The New International Economic Order: Lessons and Legacies Fifty Years Later
- Date: May 10, 2024
As Hagen Schultz-Forberg has observed, “One of the key signatures of modern history is the constant invocation of the future through the constant reinterpretation of the past.” In this register, the Berggruen Institute Europe, in collaboration with Ca’Foscari University, gathered in Venice in May 2024 a group of some thirty leading and emerging scholars of development and international history to revisit the history of the New International Economy Order, on the occasion of the 50th anniversary of the NIEO’s proclamation by the United National General Assembly. The proclamation of the NIEO inaugurated arguably the most important debate of the 1970s about the global political economy – specifically about the structural relationship between rich, industrialized countries, on the one hand, and the poorer, recently decolonized, developing nations, on the other.

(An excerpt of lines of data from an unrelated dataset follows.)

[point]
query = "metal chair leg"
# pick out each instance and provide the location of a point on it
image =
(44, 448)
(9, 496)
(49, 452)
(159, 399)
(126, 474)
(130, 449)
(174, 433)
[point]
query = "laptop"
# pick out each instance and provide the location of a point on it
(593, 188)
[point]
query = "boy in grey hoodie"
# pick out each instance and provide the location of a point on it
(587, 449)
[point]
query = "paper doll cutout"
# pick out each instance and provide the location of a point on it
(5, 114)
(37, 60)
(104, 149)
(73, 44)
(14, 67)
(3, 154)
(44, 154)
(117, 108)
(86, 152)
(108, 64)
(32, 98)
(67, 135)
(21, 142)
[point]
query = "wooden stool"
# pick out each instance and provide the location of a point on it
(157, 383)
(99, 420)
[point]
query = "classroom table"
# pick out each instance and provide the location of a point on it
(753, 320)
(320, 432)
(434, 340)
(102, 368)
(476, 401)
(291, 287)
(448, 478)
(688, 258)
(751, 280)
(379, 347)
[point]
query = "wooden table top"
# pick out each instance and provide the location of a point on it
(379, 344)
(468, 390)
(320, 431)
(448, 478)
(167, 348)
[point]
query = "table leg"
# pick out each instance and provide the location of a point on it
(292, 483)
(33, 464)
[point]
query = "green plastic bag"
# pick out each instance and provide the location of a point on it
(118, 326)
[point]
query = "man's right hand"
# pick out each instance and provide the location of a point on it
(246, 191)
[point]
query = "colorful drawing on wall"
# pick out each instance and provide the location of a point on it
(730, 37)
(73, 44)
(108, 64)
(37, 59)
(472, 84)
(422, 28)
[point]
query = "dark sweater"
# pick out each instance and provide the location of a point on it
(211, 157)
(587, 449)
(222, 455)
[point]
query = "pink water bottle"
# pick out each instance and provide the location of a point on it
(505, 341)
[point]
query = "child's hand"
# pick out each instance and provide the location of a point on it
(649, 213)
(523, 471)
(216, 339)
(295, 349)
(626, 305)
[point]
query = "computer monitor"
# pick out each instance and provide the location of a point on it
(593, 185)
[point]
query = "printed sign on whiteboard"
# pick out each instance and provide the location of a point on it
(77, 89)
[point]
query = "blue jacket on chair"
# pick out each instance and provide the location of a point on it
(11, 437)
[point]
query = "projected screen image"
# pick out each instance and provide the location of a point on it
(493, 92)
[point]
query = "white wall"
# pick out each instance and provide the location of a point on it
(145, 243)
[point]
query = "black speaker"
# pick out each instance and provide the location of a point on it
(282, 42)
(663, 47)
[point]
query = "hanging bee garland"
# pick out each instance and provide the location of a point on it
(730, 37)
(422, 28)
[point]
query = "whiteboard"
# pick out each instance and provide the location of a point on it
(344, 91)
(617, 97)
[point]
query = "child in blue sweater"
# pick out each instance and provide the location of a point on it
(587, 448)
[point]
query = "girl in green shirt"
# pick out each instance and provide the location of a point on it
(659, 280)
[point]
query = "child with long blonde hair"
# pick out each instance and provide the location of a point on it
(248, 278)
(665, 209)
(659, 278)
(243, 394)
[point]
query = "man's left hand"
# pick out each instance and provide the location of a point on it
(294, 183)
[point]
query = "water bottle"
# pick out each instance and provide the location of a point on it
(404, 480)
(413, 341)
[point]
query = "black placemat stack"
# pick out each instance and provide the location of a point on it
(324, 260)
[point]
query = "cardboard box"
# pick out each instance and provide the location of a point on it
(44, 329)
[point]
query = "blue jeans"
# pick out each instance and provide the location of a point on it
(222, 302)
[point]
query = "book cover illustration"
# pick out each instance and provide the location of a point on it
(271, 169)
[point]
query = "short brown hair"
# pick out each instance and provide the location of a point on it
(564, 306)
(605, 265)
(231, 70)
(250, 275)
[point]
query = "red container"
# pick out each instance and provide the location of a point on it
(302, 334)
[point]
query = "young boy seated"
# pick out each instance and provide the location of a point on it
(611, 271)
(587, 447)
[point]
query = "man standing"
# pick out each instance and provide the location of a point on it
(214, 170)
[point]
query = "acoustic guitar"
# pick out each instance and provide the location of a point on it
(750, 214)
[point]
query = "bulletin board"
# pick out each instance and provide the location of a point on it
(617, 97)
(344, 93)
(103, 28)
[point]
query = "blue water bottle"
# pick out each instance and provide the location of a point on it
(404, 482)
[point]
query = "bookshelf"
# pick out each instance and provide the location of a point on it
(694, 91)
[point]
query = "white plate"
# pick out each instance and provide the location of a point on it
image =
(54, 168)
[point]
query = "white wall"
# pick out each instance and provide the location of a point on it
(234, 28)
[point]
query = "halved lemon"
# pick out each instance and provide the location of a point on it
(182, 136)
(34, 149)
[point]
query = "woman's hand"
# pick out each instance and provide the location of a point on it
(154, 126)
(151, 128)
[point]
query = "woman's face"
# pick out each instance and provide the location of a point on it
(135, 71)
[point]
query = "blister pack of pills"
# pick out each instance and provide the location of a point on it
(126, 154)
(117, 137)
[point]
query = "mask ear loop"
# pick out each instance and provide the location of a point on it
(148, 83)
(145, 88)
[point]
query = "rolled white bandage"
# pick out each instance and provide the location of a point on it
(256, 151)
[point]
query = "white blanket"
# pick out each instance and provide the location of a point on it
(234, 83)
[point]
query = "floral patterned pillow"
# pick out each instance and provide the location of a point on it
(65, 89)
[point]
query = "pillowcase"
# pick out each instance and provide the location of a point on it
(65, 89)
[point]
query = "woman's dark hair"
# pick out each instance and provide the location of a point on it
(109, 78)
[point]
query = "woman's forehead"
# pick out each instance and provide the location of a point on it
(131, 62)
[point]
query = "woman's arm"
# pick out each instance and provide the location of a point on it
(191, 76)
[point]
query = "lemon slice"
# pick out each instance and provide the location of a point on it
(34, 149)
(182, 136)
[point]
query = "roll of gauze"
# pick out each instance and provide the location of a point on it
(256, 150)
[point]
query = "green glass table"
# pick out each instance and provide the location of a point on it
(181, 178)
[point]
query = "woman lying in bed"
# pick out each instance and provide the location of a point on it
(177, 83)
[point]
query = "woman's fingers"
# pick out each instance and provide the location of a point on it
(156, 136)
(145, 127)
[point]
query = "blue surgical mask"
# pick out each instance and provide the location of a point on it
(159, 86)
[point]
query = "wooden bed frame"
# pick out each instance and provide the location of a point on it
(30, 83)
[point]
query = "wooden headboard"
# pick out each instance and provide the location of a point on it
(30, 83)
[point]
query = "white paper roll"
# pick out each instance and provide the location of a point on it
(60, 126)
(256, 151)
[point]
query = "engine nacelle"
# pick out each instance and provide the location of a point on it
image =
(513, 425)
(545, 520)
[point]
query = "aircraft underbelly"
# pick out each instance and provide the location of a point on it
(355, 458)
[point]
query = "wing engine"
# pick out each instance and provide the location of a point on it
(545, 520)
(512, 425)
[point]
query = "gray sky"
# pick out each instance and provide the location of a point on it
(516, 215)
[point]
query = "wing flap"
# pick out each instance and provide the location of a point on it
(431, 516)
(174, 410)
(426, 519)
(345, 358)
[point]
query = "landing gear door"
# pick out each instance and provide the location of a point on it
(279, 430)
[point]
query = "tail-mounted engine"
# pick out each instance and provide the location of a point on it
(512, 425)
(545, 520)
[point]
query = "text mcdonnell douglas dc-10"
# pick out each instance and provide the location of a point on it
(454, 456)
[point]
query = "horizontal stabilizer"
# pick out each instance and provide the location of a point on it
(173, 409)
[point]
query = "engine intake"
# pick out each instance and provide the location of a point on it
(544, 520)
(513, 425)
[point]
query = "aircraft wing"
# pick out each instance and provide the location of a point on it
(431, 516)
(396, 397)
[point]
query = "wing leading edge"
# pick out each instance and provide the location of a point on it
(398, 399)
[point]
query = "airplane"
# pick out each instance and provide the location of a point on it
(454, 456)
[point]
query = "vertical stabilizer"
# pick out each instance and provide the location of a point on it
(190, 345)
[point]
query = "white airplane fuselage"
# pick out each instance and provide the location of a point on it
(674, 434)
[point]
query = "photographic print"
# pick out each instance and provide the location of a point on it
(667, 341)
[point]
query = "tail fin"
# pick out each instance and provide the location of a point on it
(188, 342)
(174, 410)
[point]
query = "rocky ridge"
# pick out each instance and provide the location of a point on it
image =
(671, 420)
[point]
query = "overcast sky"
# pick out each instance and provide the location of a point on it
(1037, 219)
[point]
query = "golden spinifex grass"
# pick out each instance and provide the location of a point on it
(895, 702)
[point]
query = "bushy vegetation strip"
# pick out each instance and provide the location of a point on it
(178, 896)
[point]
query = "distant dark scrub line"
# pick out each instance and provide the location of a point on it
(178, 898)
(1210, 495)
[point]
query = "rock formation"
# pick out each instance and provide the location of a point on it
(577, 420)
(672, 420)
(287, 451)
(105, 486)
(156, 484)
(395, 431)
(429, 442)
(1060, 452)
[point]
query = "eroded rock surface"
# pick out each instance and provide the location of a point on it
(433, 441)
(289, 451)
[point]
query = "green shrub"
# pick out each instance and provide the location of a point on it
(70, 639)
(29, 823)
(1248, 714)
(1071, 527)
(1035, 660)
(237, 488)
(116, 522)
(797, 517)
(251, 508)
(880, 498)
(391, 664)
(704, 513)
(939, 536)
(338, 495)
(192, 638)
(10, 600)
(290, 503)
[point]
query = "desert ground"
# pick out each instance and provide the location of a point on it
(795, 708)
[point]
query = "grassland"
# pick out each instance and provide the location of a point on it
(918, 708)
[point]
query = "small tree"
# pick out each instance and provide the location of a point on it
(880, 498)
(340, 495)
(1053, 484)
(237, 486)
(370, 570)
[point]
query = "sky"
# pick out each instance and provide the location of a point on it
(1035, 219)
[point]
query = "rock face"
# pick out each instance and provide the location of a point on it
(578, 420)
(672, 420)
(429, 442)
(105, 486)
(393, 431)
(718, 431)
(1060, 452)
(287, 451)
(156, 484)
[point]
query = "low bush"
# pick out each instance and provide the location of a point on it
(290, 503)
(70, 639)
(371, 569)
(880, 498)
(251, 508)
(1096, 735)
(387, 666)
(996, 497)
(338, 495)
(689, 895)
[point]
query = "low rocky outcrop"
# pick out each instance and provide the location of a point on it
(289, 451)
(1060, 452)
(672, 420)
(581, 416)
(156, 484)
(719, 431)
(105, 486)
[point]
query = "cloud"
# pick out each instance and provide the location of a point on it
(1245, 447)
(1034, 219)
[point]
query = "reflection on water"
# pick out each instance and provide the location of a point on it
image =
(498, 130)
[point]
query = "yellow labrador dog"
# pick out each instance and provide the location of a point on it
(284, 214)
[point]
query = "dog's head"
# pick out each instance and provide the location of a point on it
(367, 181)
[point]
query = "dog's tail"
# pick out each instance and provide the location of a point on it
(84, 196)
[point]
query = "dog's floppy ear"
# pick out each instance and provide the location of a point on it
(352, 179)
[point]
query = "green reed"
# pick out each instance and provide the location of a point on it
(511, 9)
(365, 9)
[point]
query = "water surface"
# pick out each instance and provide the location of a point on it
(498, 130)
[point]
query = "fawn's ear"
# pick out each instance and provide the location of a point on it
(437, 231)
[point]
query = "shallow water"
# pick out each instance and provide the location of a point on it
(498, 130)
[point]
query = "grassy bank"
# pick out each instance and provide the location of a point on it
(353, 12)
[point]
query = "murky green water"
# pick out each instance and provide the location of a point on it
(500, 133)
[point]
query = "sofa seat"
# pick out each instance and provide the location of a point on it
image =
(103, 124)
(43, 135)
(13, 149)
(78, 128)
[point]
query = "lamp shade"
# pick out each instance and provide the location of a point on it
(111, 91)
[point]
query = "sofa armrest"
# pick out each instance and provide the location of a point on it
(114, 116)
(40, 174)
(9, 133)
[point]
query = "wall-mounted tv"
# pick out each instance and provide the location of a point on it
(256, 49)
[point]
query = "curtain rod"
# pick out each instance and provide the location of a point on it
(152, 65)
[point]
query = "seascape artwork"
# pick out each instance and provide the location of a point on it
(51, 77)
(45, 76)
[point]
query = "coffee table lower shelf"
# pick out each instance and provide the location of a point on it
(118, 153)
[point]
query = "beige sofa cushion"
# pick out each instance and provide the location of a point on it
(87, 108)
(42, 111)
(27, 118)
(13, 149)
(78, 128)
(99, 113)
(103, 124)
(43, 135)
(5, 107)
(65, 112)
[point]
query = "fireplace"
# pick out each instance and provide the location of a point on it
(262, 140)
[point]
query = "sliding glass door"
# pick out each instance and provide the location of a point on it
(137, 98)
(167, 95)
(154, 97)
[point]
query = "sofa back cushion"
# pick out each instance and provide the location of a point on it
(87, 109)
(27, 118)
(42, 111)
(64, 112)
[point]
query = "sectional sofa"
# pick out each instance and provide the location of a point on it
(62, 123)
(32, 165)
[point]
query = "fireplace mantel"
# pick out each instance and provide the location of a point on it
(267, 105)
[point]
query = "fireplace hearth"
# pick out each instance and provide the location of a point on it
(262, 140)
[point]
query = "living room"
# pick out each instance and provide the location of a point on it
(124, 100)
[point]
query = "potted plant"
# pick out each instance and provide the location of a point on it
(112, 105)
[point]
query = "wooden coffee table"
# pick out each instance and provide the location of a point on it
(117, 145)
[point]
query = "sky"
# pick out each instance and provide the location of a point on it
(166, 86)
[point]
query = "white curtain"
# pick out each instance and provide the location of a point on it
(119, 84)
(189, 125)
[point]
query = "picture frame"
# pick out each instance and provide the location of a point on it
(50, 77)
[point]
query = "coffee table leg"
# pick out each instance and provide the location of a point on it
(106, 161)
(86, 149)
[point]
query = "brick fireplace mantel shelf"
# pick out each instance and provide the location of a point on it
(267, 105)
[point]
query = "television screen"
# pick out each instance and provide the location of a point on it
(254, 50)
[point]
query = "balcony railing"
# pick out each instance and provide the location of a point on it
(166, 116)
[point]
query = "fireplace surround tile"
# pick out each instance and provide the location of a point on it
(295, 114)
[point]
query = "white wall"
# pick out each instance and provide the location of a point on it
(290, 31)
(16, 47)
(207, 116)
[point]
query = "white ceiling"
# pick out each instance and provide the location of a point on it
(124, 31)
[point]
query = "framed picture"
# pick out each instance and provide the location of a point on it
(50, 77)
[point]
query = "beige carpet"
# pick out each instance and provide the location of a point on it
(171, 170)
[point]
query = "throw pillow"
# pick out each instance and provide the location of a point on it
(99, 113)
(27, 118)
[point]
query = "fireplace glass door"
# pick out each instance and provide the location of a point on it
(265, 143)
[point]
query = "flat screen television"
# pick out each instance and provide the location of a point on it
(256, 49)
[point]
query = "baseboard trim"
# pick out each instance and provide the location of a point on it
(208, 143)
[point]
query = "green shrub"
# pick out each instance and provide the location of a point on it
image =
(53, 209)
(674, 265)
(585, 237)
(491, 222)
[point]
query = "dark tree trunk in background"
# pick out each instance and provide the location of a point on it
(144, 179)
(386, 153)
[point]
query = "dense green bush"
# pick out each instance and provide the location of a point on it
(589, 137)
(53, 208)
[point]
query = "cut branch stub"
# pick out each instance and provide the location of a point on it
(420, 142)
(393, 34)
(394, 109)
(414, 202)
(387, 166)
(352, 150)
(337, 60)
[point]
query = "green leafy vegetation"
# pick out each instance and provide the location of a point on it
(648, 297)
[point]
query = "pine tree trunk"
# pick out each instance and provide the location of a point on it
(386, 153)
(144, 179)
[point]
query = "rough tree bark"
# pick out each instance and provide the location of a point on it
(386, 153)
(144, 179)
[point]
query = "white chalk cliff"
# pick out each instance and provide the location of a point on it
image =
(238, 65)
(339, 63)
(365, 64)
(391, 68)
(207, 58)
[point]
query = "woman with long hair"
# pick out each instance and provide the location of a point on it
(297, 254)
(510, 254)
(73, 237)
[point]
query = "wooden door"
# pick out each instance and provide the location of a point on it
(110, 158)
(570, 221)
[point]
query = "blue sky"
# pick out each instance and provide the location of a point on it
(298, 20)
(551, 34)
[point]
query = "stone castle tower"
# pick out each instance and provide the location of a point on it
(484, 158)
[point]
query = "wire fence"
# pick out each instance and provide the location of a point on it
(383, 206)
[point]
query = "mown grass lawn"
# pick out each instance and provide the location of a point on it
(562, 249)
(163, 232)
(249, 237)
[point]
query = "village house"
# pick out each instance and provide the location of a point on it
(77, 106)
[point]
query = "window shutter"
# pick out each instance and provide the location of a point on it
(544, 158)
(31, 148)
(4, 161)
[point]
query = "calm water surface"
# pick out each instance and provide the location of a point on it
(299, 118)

Indeed, the language of the “Global North” and the “Global South,” common today, emerged precisely out of post-NIEO discussions about the mutual obligations and mechanisms of interdependence between these two major blocs. Revisiting “the NEIO moment,” which The Economist magazine also did this same week in its cover story, underscored how the current so-called neoliberal global order was forged out of the crucible of economic stagflation, feminist and anticolonial struggles, and new perceptions of ecological and resource limits in the 1970s. Just as importantly, the discussion in Venice spurred new ideas among participants for how to find our way out of the seemingly unending polycrisis that began with the global financial crisis fifteen years ago, and which has only accelerated since – realizing the severe limits of sovereigntist approaches to international relations in the face of planetary-scale challenges like climate change and pandemics.